Title: Orange is the New Black: My Year in a Women’s Prison
Author: Piper Kerman
Genre: Nonfiction Autobiography
Synopsis: With a career, a boyfriend, and a loving family, Piper Kerman barely resembles the reckless young woman who delivered a suitcase of drug money ten years before. But that past has caught up with her. Convicted and sentenced to fifteen months at the infamous federal correctional facility in Danbury, Connecticut, the well-heeled Smith College alumna is now inmate #11187–424 — one of the millions of people who disappear “down the rabbit hole” of the American penal system.
My Rating: 1/2
I feel like I need to add a disclaimer before I do this review – I have never watched the show (I don’t really watch TV). This year I challenged myself to read more nonfiction but more specifically to read autobiographies. I happened to come across this in my library’s audiobook collection and I thought why not – for my audiobooks I like them to be very different than what I’m reading in paper format so I don’t confuse storylines. I absolutely loved this and there’s a reason I loved it so much – because I completely understand Piper’s prison world. About 13 years ago my baby brother (then 18) got sentenced to 2 years in state for cocaine trafficking and we lived those 2 years with him as he went through court proceedings, went from county to state to boot camp and all of the uncertainties and hopelessness that comes with the system. It’s a world seldom talked about and polite people have a hard time discussing in polite conversation. It makes people uncomfortable because the sole purpose of the system is to dehumanize and the system does that flawlessly well and it continues to dehumanize for the rest of their lives.
Kerman presented us with a look of what would happen to you fine white middle-class people if you got stuck in a situation like going to prison with the rest of the classes and it’s a rather frighting thought. Yet I have to give it to Kerman because she continues to explain how it’s different for her and the stark reality of the other’s situation is always present because it’s such a contrast to her own situation.
I embraced this book because it’s a critique of the system, because it points out the shittiness of all and the inadequacies. I embrace it because despite this not being the best prison book out there it’s at least being read by people who normally would not pick up a book about an ex-con and I have to tip my hat to that.
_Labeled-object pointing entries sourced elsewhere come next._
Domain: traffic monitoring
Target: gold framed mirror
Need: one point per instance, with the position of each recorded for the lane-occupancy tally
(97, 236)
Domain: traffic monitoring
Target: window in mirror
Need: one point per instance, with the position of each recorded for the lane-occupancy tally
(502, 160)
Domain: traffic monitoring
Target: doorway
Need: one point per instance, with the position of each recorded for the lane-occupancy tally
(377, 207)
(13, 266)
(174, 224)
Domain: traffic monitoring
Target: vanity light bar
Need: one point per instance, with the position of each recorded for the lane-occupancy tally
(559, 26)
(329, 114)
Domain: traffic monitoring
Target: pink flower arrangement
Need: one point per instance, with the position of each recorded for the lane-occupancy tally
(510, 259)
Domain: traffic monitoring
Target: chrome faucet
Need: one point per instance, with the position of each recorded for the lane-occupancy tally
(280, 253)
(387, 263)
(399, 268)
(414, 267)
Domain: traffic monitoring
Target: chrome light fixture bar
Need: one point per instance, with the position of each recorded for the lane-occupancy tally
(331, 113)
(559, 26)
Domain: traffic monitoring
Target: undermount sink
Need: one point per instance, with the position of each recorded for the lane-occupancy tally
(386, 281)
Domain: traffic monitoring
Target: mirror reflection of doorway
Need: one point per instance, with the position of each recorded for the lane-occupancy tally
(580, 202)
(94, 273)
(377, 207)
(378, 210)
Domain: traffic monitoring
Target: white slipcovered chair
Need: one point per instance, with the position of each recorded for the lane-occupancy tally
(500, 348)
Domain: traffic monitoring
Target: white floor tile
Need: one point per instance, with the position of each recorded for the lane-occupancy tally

I did not find this book funny and I did not went in expecting it to be, she makes the best of her situation, that’s all that can be accounted for. She’s not a writer per se, she’s just giving an account of her view – take it as you will. Is it perfect? No. The first thing my brother said when I was reading this book was asking me how long she had and I said 13 months. He said “she’s crying about that?” And he’s right but the fact is that unfortunately most ex-cons lack the education and the connections that Piper Kerman has and that makes the difference over who writes the book and who is featured in it and that is the final lesson. The fact that there’s something really fucked up about our prison system and you can hardly deny it without looking ignorant. It gets people talking and hopefully some of the talking leads to some action.